すると、ドアを開けた瞬間、うるさい声がいくつも聞こえた。


「もしかして……」


 部屋に入って来たのはいつもの子どもたちだった。

ぼくはいやな予感がした。

子どもたちに見つかったら、何をされるか分からないからとりあえず、コタツの中に避難だにゃん。

子どもたちに見つかる前に、


「コソコソッ」


 とコタツの中に潜り込んだ。コタツの中は温かくて、ものの数秒で眠ってしまった。


「スピピ~」


 と気持ちよく眠っていると、コタツには次から次へと足が入ってきて、ぼくを蹴る。


「痛いにゃっ!」


 ビックリしてコタツから出ると、子どもたちはコタツに入っていておいしそうにみかんを食べている。子どもたちがなにかものを食べているときくらいは、ぼくに危害を加えることなんてないと思ったけど、そんなことはなかったにゃん。
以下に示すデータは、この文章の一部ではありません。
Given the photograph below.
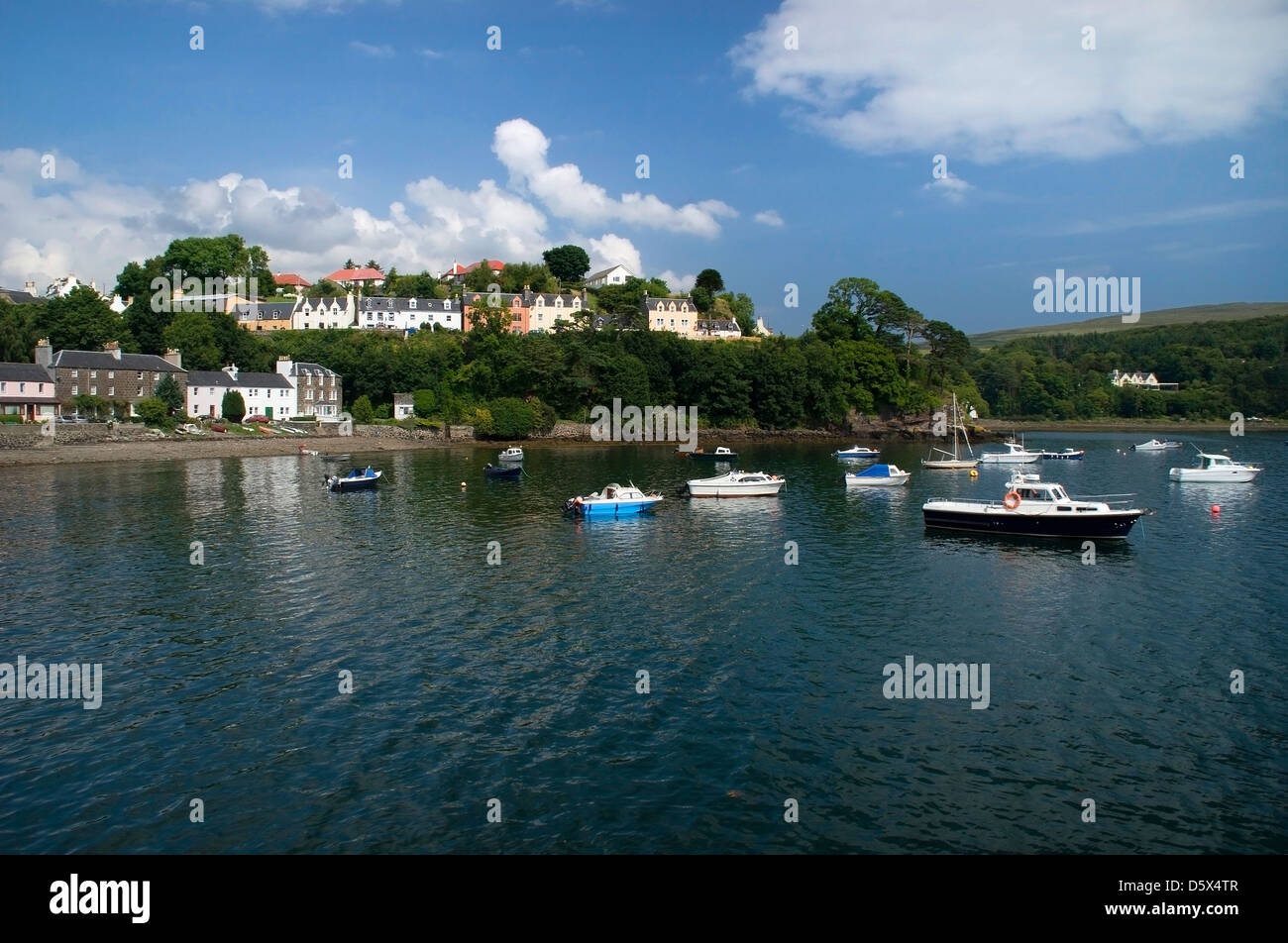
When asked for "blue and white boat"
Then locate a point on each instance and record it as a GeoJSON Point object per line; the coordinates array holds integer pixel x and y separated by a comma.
{"type": "Point", "coordinates": [357, 479]}
{"type": "Point", "coordinates": [857, 453]}
{"type": "Point", "coordinates": [877, 474]}
{"type": "Point", "coordinates": [613, 501]}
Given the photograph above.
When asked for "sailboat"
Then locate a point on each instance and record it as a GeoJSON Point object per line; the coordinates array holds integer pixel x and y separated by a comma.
{"type": "Point", "coordinates": [952, 460]}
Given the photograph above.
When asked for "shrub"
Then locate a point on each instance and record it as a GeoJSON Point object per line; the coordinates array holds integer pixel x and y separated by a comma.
{"type": "Point", "coordinates": [232, 407]}
{"type": "Point", "coordinates": [154, 411]}
{"type": "Point", "coordinates": [362, 411]}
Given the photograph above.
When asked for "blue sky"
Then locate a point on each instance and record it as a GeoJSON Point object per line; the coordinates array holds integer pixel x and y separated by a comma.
{"type": "Point", "coordinates": [772, 163]}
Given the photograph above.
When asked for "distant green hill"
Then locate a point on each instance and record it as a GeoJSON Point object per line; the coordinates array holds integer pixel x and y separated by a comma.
{"type": "Point", "coordinates": [1150, 318]}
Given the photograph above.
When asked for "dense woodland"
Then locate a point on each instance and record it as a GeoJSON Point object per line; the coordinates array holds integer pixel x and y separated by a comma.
{"type": "Point", "coordinates": [867, 352]}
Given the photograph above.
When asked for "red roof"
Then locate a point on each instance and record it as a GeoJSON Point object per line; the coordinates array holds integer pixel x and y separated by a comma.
{"type": "Point", "coordinates": [356, 274]}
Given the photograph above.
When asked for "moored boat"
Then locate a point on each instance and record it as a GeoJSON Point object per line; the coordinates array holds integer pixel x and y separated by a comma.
{"type": "Point", "coordinates": [357, 479]}
{"type": "Point", "coordinates": [1216, 470]}
{"type": "Point", "coordinates": [737, 484]}
{"type": "Point", "coordinates": [857, 453]}
{"type": "Point", "coordinates": [1033, 508]}
{"type": "Point", "coordinates": [613, 501]}
{"type": "Point", "coordinates": [721, 454]}
{"type": "Point", "coordinates": [490, 471]}
{"type": "Point", "coordinates": [877, 474]}
{"type": "Point", "coordinates": [1016, 454]}
{"type": "Point", "coordinates": [953, 460]}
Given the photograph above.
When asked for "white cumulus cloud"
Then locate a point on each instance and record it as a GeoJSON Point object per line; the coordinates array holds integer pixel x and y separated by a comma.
{"type": "Point", "coordinates": [997, 78]}
{"type": "Point", "coordinates": [522, 149]}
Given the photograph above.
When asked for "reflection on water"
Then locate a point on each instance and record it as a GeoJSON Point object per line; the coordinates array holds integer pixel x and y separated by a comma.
{"type": "Point", "coordinates": [764, 625]}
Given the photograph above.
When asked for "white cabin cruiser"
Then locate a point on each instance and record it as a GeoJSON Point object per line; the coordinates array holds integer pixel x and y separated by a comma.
{"type": "Point", "coordinates": [1216, 470]}
{"type": "Point", "coordinates": [1033, 508]}
{"type": "Point", "coordinates": [737, 484]}
{"type": "Point", "coordinates": [1016, 454]}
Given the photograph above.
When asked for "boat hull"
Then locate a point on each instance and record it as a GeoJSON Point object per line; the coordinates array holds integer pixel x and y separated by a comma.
{"type": "Point", "coordinates": [758, 489]}
{"type": "Point", "coordinates": [1211, 476]}
{"type": "Point", "coordinates": [876, 480]}
{"type": "Point", "coordinates": [613, 509]}
{"type": "Point", "coordinates": [1109, 526]}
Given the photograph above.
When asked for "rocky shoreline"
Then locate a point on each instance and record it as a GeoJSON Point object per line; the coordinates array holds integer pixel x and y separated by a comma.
{"type": "Point", "coordinates": [24, 445]}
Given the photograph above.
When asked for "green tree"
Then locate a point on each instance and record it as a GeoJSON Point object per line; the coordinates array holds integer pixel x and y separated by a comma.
{"type": "Point", "coordinates": [424, 402]}
{"type": "Point", "coordinates": [20, 330]}
{"type": "Point", "coordinates": [362, 410]}
{"type": "Point", "coordinates": [709, 279]}
{"type": "Point", "coordinates": [82, 321]}
{"type": "Point", "coordinates": [232, 407]}
{"type": "Point", "coordinates": [170, 393]}
{"type": "Point", "coordinates": [482, 277]}
{"type": "Point", "coordinates": [516, 274]}
{"type": "Point", "coordinates": [192, 334]}
{"type": "Point", "coordinates": [567, 262]}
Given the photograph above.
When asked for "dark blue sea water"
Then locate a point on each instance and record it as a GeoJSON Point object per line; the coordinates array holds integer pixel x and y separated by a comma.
{"type": "Point", "coordinates": [518, 681]}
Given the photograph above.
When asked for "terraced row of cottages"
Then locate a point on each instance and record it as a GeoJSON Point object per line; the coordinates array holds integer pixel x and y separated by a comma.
{"type": "Point", "coordinates": [59, 382]}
ぼくは渋々コタツがあるリビングを抜け出し、隣の部屋に移動した。

この部屋は、ストーブや電気カーペットみたいな暖かくしてくれるものはないから、サムサムだし、わざわざこの部屋に来ることはないはずだにゃん。


 コタツのあるリビングは、ストーブも電気カーペットもあって暖かいから、動きたくないよね。

ここなら子どもたちは来ないから安心にゃん。

それにしても、


「う~。寒いにゃ~」


 思わずブルブルふるえたけど、キョロキョロ周りを見渡したら、ひざ掛けがあった。

このひざ掛けは、ご主人様のお気に入りのあったかいひざ掛けにゃん。

これをかぶっていたらサムサムじゃないにゃん。

ぼくは、すぐにひざ掛けの中に入りまるまった。

これならぼくの姿は見えない。


「あったかいにゃ~」


 あまりの居心地よさに、シッポをフリフリしながらいつのまにか寝てしまっていた。


「ニャムニャム。ムシャムシャ」


 ぼくは高級キャットフード『ネコセレブ』を食べていた。

ぼくの周りには『ネコセレブ』の缶がたくさん置いてあって、缶の数が多すぎて、食べ切れないくらい量だった。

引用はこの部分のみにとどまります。